Module 1.1: Advanced Argo Workflows

CAPA Track — Domain 1 (36%) | Complexity: [COMPLEX] | Time: 50-60 min

The platform team at a fintech company had a problem. Their nightly reconciliation workflow ran 14 steps sequentially, took 3 hours, and failed silently twice a week. Nobody knew until morning standup. After migrating to Argo Workflows with exit handlers for Slack alerts, CronWorkflows for scheduling, memoization to skip unchanged steps, and lifecycle hooks for audit logging, the pipeline shrank to 40 minutes. Failures triggered immediate notifications, and transient errors retried automatically. The team went from 12 hours per week of pipeline babysitting to zero.

Prerequisites

Module 3.3: Argo Workflows — Container, Script, Steps, DAG, Artifacts
Kubernetes RBAC basics (ServiceAccounts, Roles)
CronJob scheduling syntax

What You’ll Be Able to Do

After completing this module, you will be able to:

Construct advanced Argo Workflows using all 7 template types, including Resource templates for direct Kubernetes object manipulation
Configure CronWorkflows, memoization, and synchronization locks to build scheduled, efficient, and concurrency-safe pipelines
Implement exit handlers, lifecycle hooks, and retry strategies that make workflows self-healing and auditable
Apply workflow security best practices: scoped ServiceAccounts, artifact repository encryption, and RBAC for workflow submission

Why This Module Matters

The CAPA exam dedicates 36% to Domain 1, covering Argo Workflows in depth. Module 3.3 taught the fundamentals. This module covers everything else: remaining template types, scheduled workflows, reusable templates, exit handlers, synchronization, memoization, lifecycle hooks, variables, retry strategies, and security.

Did You Know?

Argo Workflows supports 7 template types — most teams only use 2-3, but the CAPA exam expects all of them
CronWorkflows are not Kubernetes CronJobs — they are a separate CRD creating Workflow objects on a schedule
Memoization has a hard 1MB limit per entry — ConfigMap values are capped at 1MB; exceed it and your workflow fails cryptically
Expression tags use expr-lang, not Go templates — {{=expression}} gives you conditionals, math, and string ops inline

Remaining Template Types

Module 3.3 covered Container, Script, Steps, and DAG. Here are the rest.

Resource Template

Performs CRUD on Kubernetes resources directly — no kubectl container needed.

- name: create-configmap
  resource:
    action: create          # create | patch | apply | delete | get
    manifest: |
      apiVersion: v1
      kind: ConfigMap
      metadata:
        name: output-{{workflow.name}}
      data:
        result: "done"
    successCondition: "status.phase == Active"
    failureCondition: "status.phase == Failed"

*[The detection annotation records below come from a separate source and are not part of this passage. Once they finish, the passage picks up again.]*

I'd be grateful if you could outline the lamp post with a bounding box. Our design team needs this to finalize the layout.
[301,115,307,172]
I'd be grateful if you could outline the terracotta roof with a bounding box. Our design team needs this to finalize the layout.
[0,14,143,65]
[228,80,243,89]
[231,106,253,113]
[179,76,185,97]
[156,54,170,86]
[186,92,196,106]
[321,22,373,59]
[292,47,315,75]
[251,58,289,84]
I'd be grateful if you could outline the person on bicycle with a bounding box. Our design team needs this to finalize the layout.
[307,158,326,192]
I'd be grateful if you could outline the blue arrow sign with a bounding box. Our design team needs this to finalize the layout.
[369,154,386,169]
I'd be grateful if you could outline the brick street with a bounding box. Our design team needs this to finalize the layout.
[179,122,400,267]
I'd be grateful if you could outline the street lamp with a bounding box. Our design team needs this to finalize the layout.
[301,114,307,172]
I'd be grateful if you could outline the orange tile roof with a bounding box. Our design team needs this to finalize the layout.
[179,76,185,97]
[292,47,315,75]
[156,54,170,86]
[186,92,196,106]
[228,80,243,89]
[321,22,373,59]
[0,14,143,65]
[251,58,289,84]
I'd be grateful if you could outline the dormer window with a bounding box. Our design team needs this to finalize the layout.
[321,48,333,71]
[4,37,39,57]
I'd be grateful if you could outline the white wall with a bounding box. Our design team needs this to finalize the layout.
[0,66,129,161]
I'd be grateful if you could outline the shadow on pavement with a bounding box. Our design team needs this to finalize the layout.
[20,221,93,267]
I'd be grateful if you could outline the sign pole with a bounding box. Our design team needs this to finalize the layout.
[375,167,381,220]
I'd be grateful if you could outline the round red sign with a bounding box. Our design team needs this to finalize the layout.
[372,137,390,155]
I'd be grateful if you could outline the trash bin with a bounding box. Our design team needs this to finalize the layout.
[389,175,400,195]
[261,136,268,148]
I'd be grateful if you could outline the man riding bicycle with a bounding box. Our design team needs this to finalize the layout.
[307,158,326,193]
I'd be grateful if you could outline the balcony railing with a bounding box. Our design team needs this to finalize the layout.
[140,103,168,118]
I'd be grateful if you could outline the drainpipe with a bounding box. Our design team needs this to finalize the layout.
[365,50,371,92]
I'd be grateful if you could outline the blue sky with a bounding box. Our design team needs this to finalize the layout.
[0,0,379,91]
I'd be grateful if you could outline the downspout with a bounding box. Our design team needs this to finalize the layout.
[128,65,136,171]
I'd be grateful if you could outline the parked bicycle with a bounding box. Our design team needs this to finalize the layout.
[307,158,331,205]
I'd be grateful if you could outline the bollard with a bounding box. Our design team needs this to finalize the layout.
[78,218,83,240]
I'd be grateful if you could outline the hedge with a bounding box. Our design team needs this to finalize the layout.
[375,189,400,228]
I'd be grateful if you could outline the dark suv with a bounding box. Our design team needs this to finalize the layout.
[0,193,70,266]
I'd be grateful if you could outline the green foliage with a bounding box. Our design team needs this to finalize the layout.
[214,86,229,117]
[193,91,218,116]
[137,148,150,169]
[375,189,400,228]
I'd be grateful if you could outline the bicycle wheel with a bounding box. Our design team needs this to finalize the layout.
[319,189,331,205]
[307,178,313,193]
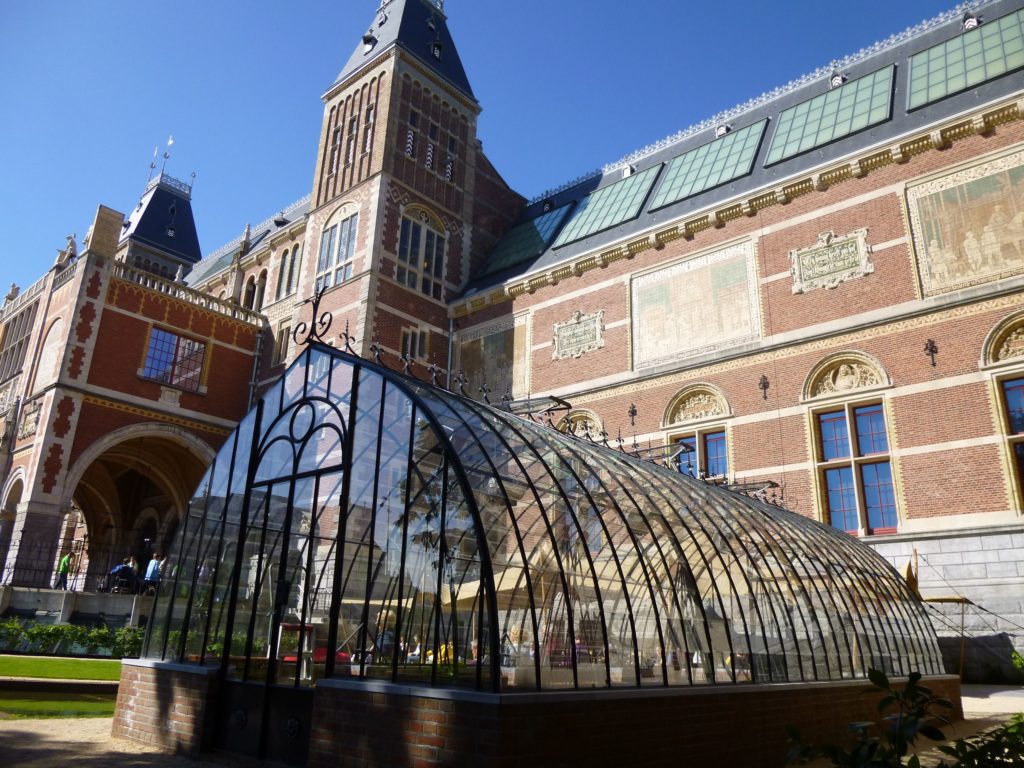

The successCondition/failureCondition fields use jsonpath — useful with Jobs or CRDs where you wait for a status field.

Suspend Template

Pauses execution until manually resumed or a duration elapses. This is how you build approval gates.

- name: approval-gate
  suspend:
    duration: "0"     # Wait indefinitely until resumed
- name: timed-pause
  suspend:
    duration: "30m"   # Auto-resume after 30 minutes

Resume from CLI: argo resume my-workflow -n argo

HTTP Template

Makes HTTP requests without spinning up a container. Requires the Argo Server.

- name: call-webhook
  http:
    url: "https://api.example.com/notify"
    method: POST
    headers:
      - name: Authorization
        valueFrom:
          secretKeyRef: {name: api-creds, key: token}
    body: '{"workflow": "{{workflow.name}}", "status": "{{workflow.status}}"}'
    successCondition: "response.statusCode >= 200 && response.statusCode < 300"

ContainerSet Template

Multiple containers in a single pod sharing volumes. Like init-containers with dependency ordering.

- name: multi-container
  containerSet:
    volumeMounts:
      - name: workspace
        mountPath: /workspace
    containers:
      - name: clone
        image: alpine/git
        command: [sh, -c, "git clone https://github.com/org/repo /workspace/repo"]
      - name: build
        image: golang:1.22
        command: [sh, -c, "cd /workspace/repo && go build ./..."]
        dependencies: [clone]
      - name: test
        image: golang:1.22
        command: [sh, -c, "cd /workspace/repo && go test ./..."]
        dependencies: [clone]
  volumes:
    - name: workspace
      emptyDir: {}

Key difference from DAG: all containers share one pod — shared filesystem without artifacts, but limited to one node’s resources.

Data and Plugin Templates

Data sources data from artifact storage with transformations (e.g., filtering S3 files). Plugin extends Argo via executor plugins registered on the cluster. Both are less common on exams but know they exist.

CronWorkflow

CronWorkflows create Workflow objects on a schedule — their own CRD, not a wrapper around K8s CronJobs.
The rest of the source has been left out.